The securing of the area follows three months of gains by government forces against opposition groups and serves two aims - cutting rebel supply routes from Lebanon, which borders Homs, and securing a highway that connects the capital to the coast.

Controlling this road is especially important for Assad as it is used to transport chemical weapon agents to be shipped out and destroyed under an international agreement.

Syrian authorities, battling a three-year-long insurgency against Assad, blame security problems for being months behind schedule, citing attempted attacks on convoys carrying chemical agents last month.

Multiple army checkpoints punctuate the 160 km (100 mile) drive from Damascus to the Crac des Chevaliers fortress - a UNESCO World Heritage site - but no sign of opposition forces.

The Syrian army convoy and journalists passed by several towns in the Qalamoun mountain range that were also recently captured by the army.

Syrian soldiers raised the national flag on the battlements of Crac des Chevaliers on Thursday after a three-month siege. Its fall followed the army's retaking on Sunday of Yabroud - one of the last rebel-held towns along the Damascus-Homs highway.

"We are in complete control of the western Homs countryside," the officer told Reuters, without giving his name.

His soldiers walked around the 900-year-old castle that T.E. Lawrence, the British army officer who fought with Arab warriors against Ottoman rule in World War One, called the "best preserved and most wholly admirable castle in the world".

The hilltop fortress suffered mortar hits last year as rebels sheltered behind its thick stone walls, built for battles hundreds of years ago. The outer walls appeared intact and only minor damage inside, with some chipped stones and bullet holes.

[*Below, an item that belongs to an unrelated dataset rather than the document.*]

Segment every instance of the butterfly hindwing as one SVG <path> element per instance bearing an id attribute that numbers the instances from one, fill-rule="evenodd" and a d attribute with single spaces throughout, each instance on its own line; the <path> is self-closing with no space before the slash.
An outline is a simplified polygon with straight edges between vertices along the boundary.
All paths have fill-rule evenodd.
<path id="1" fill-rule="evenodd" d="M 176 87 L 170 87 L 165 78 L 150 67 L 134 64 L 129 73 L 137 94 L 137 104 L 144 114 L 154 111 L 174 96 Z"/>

Insurgents had left beds, plates and books inside the medieval arched rooms of the castle.

The officer said the rebels there were foreign extremists from "Saudi, Palestine and Lebanon." The insurgents fled on Thursday morning but were ambushed by the army. Some made it to Lebanon.

More than 140,000 people have been killed in the Syrian conflict, which has become increasingly sectarian as rival regional powers have backed either Assad, a member of the Shi'ite offshoot Alawite sect, or the majority Sunni rebels.

With western Homs in government hands, nearly all Syrian areas bordering Lebanon are unsafe for rebels. Lebanese Shi'ite militant group Hezbollah, which says Syrian rebels endanger Lebanon, have helped Assad in his fight to preserve four decades of dynastic rule.

But Hezbollah's intervention has been followed by car bombs in Shi'ite residential areas of Lebanon, rocket attacks on Shi'ite towns and a flood of refugees and Sunni rebels into the country, causing outrage from Hezbollah's critics who say it has no mandate to enter a foreign war.